13. Subject has any signs or symptoms that are consistent with COVID-19. Per current CDC recommendations this includes subjects with the symptoms cough or shortness of breath or difficulty breathing, or at least two of the following symptoms: fever, chills, repeated shaking with chills, muscle pain, headache, sore throat or new loss of taste/smell. In addition, the subject has any other findings suggestive of COVID-19 risk in the opinion of the investigator.

14. Subject tests positive for severe acute respiratory syndrome coronavirus 2 (SARS-CoV-2) by a molecular diagnostic test performed prior to admission.

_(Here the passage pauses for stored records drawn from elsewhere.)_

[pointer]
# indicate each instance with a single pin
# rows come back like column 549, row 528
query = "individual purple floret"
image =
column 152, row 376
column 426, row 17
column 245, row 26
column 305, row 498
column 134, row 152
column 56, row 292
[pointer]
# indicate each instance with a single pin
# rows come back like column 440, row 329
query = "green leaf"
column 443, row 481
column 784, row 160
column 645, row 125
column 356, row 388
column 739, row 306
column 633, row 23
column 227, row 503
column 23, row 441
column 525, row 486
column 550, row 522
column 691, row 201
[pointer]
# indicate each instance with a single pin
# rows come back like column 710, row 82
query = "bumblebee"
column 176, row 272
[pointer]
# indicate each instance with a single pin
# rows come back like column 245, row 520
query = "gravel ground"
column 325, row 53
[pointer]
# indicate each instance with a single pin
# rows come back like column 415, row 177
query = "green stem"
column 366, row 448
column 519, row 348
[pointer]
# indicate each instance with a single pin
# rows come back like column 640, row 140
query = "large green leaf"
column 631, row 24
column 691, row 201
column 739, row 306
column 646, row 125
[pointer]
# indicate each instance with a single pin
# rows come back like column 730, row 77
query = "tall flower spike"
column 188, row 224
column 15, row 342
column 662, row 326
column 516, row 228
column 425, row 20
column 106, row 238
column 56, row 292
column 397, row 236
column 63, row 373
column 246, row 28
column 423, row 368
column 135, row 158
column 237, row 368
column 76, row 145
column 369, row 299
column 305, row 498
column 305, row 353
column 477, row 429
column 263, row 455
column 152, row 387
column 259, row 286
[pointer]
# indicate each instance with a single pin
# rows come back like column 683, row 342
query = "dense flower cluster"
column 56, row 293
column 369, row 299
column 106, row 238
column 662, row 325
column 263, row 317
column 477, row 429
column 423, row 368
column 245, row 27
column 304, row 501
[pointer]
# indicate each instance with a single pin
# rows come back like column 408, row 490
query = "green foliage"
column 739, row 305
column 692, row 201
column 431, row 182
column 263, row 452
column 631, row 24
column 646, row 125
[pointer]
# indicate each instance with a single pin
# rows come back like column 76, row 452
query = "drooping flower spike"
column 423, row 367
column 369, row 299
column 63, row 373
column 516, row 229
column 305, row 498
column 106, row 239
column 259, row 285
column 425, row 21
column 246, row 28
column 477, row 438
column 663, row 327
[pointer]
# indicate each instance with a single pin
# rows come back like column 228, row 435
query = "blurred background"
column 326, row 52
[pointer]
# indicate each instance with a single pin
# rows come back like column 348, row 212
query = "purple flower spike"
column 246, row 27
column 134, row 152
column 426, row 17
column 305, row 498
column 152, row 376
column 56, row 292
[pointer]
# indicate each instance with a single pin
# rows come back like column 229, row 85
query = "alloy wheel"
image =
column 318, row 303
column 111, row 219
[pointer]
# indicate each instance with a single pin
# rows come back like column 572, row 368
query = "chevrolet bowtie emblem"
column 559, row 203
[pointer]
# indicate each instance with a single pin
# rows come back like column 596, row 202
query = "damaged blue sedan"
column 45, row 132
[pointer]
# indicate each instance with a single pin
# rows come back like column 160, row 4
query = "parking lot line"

15. Subject has known or suspected allergies or sensitivities to any study drug.

16. Subject has clinical laboratory test results (hematology, serum chemistry lipid panel and comprehensive metabolic panel) at Screening that are outside the reference ranges provided by the clinical laboratory and considered clinically significant by the investigator.

17. Subject has a positive test result at Screening for human immunodeficiency virus (HIV) 1 or 2 antibody, hepatitis C virus load, hepatitis C virus antibodies, or hepatitis B surface antigen.

18. Subject is unable or unwilling to undergo multiple venipunctures for blood sample collection because of poor tolerability or poor venous access.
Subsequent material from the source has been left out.